Chegaram as bruxas, sim, chegaram, no plural. Encontrei-as dormindo na sala, livros jogados aqui e ali. ‘E então?’ Resmunguei alto com o claro intuito de acordá-las. Abriram os olhos se espreguiçando como duas gatas, disseram que estavam estudando bruxarias e caíram no sono....Olhei para as capas: Anaïs Nin, Virginia Woolf? Nunca me ocorreu que tivessem sido bruxas. Riram a mais não poder da minha observação e nem se deram o trabalho de explicar a bizarrice. Maldito o dia em que sucumbi, em que olhei para aqueles olhos, estava mesmo senil. Suspirei desanimado e sentei-me no sofá na frente delas.
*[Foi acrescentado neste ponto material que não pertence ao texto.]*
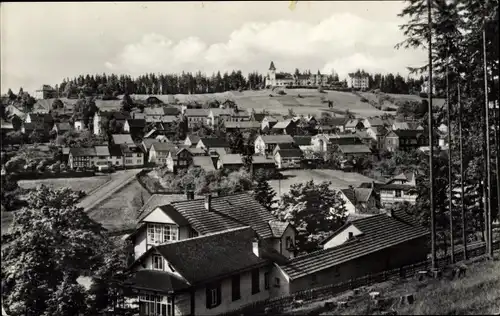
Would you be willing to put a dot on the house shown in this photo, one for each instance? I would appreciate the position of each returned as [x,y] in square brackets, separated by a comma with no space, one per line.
[269,121]
[406,125]
[191,140]
[102,155]
[78,123]
[61,128]
[134,126]
[399,189]
[359,80]
[377,134]
[101,116]
[196,116]
[245,125]
[262,163]
[304,142]
[179,159]
[230,162]
[45,92]
[159,152]
[288,158]
[123,139]
[354,125]
[204,162]
[265,144]
[287,127]
[360,200]
[405,140]
[373,122]
[204,275]
[363,246]
[354,150]
[133,156]
[81,157]
[116,156]
[194,217]
[209,143]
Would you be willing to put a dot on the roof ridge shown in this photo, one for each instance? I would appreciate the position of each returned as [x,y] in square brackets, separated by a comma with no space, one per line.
[203,236]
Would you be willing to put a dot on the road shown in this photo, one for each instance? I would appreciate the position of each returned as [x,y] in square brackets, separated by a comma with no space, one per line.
[118,180]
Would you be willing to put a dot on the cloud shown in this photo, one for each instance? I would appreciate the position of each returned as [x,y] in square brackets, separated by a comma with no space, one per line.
[343,42]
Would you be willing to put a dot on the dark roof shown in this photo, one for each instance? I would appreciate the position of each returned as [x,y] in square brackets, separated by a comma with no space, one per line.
[63,126]
[115,150]
[378,232]
[395,186]
[302,140]
[357,194]
[278,227]
[239,208]
[137,123]
[213,256]
[158,200]
[408,133]
[259,117]
[81,151]
[242,125]
[277,139]
[122,139]
[157,281]
[354,149]
[213,142]
[194,138]
[290,153]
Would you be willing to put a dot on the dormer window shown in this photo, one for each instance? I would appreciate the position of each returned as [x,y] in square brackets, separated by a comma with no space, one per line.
[161,233]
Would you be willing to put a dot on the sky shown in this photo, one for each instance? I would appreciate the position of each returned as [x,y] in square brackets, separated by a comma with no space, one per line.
[42,43]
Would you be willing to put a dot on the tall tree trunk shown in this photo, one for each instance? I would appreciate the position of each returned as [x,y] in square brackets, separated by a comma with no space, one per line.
[488,160]
[431,142]
[450,184]
[462,192]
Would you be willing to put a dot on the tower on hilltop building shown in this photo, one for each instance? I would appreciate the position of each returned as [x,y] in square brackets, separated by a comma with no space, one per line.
[271,75]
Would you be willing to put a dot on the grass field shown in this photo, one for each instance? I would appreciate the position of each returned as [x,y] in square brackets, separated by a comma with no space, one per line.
[339,179]
[477,293]
[87,184]
[120,211]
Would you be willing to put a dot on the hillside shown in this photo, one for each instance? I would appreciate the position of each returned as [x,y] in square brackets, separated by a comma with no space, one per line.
[301,101]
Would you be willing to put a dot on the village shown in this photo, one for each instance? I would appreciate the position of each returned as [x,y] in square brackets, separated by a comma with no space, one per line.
[282,191]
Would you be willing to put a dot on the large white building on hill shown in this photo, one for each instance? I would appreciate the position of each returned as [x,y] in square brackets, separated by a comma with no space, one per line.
[282,79]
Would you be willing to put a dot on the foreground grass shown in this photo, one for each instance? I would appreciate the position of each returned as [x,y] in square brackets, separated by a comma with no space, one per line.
[477,293]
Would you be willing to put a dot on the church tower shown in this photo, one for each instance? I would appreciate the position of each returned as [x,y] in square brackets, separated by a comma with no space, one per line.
[271,75]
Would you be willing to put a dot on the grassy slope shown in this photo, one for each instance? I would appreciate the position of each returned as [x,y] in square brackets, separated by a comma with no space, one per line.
[76,184]
[477,293]
[120,211]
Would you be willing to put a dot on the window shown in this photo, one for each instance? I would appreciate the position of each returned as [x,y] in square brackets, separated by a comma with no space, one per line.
[255,281]
[157,262]
[276,282]
[161,233]
[155,305]
[213,296]
[235,286]
[266,280]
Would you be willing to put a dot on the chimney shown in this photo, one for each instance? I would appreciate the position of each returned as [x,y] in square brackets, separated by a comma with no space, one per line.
[255,247]
[208,202]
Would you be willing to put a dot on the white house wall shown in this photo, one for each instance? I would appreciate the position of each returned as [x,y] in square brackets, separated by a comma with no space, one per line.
[342,237]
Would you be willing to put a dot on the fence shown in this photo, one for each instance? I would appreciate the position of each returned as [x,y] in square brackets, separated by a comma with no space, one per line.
[317,294]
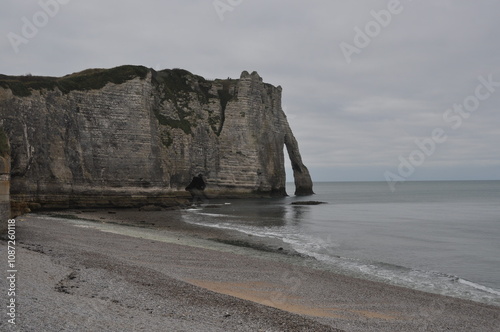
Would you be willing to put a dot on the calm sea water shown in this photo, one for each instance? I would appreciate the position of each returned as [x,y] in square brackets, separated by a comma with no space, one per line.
[441,237]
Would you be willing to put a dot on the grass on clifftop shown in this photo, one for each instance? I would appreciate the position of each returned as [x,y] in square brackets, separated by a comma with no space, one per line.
[90,79]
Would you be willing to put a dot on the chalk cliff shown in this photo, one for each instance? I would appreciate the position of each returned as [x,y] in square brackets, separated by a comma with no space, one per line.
[131,135]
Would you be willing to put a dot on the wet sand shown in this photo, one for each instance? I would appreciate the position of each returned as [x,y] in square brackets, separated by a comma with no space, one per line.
[116,275]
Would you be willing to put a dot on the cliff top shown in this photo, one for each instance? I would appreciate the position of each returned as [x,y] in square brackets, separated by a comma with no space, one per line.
[93,79]
[85,80]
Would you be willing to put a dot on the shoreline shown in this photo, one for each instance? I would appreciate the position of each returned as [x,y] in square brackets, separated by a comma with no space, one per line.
[278,249]
[308,298]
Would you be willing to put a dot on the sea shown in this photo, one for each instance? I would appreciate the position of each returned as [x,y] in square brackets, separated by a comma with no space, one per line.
[441,237]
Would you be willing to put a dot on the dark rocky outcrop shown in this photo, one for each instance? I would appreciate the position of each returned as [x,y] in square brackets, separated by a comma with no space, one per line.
[4,182]
[132,136]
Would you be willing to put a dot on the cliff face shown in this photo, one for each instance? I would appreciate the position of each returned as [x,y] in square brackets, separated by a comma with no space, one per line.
[131,135]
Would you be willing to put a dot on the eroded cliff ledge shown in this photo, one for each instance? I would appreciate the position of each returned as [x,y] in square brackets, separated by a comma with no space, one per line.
[131,135]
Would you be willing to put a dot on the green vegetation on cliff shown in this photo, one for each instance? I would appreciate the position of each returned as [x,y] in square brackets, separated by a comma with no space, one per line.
[90,79]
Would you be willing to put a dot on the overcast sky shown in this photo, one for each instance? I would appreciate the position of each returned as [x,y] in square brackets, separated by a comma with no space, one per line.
[373,90]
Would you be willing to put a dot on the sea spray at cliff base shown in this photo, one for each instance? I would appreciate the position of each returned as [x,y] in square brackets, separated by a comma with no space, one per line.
[439,237]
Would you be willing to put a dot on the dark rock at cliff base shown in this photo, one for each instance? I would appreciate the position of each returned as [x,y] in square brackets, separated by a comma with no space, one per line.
[132,136]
Comovidas pela minha resignação, vieram as duas, sentaram-se cada uma de um lado, passaram as mãos na minha cabeça e perguntaram, com uma doçura que me espantou, se eu estava bem e se desculparam pela risada sem propósito. Vocês são mesmo bruxas? Perguntei. Somos umas bruxinhas amadoras. Foi Letícia que respondeu, com uma voz brincalhona. Olhei para ela e só então percebi como era bonito o seu sorriso. Você vai morar aqui, Letícia? É um convite? Foi sua resposta. Era certo que eu estava perdendo a cabeça. Correu para a cozinha dizendo que ia preparar um banquete para comemorarmos, e preparou mesmo, fazia tempo que eu não comia e bebia tão bem. Preparam ainda meu banho, minha cama, contaram-me histórias até eu dormir, mas, quando acordei, não era em minha cama que Lorena estava. Levantei cedo e lá vieram as duas dar-me bom dia com beijinhos de filhas comportadas, agradecendo por eu ter ‘deixado’ Letícia morar conosco.
Agora nossos dias correm tranqüilos, adequei-me a esse estilo. É faltar uma delas em casa e já fico confuso.
Bruxas? Não acredito.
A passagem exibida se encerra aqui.